In questa puntata, scoprirai maggiori informazioni su un vino a bacca bianca di grande qualità, “il Passerina”.
Che cos’è il Passerina?

E’ un vitigno a frutto bianco presente nelle Marche e nel Lazio.
Viene utilizzato insieme ad altre uve e dà profumo al vino.
E’ un vitigno appartenente alla grande famiglia dei trebbiani, è considerato autoctono dell’Italia centro – orientale.

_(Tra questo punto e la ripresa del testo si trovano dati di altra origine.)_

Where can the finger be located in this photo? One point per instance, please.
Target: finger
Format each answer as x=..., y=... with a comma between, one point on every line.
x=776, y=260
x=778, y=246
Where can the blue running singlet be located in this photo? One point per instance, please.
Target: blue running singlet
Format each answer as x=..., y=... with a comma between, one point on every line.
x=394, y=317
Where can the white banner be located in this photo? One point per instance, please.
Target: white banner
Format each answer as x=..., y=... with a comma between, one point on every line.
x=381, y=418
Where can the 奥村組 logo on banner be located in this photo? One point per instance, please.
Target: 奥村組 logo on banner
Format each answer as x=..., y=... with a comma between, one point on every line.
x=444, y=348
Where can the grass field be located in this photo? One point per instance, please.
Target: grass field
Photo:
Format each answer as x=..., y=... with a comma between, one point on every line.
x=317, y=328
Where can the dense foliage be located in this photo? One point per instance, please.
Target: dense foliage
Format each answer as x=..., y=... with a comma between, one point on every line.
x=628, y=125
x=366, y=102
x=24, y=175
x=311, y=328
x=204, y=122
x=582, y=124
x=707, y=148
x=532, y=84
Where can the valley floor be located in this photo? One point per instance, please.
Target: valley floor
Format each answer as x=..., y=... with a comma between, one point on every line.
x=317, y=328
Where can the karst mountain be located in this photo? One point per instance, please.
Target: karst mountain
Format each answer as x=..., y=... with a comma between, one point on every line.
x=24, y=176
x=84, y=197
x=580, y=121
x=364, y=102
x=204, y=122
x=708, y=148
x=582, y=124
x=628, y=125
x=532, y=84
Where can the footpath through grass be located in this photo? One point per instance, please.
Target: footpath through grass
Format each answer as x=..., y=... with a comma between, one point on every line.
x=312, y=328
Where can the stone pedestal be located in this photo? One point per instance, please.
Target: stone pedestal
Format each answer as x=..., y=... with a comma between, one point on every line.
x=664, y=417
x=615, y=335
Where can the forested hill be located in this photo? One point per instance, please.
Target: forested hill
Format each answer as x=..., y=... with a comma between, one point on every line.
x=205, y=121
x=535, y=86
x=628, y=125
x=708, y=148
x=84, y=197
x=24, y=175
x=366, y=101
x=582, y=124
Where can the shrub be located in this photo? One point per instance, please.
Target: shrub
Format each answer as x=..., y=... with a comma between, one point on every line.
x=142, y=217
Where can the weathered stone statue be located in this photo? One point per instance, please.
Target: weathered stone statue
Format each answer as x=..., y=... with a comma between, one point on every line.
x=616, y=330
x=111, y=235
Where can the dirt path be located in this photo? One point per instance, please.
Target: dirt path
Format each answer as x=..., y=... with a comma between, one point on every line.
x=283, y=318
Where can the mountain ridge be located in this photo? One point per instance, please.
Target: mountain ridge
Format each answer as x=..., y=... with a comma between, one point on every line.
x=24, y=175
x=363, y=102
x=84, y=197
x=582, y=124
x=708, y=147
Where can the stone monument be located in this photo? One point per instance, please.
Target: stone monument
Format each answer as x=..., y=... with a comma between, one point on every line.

Ha trovato il suo areale di diffusione soprattutto nelle Marche e, sotto altre denominazioni, in Abruzzo
ed in Romagna.
Il Passerina è dotato di buona produttività e di un buon livello qualitativo delle uve, soprattutto per quello che riguarda la componente acidica.
Il contenimento delle rese produttive potrebbe migliorare il livello zuccherino dei mosti.
La versatilità di questo vitigno ha favorito la sua introduzione nella DOC “Offida” in cui, oltre alla tipologia
“Spumante” ritroviamo anche quelle “Vino santo” e “Passito”.
Soprattutto nella zona del fermano viene anche utilizzato per la produzione del “vino cotto”.
Il Passerina, in uvaggio con il Pecorino, ha dato un contributo notevole al miglioramento delle caratteristiche qualitative della DOC “Falerio dei Colli Ascolani”, che in tempi non lontani poteva essere prodotto anche esclusivamente con il Trebbiano Toscano.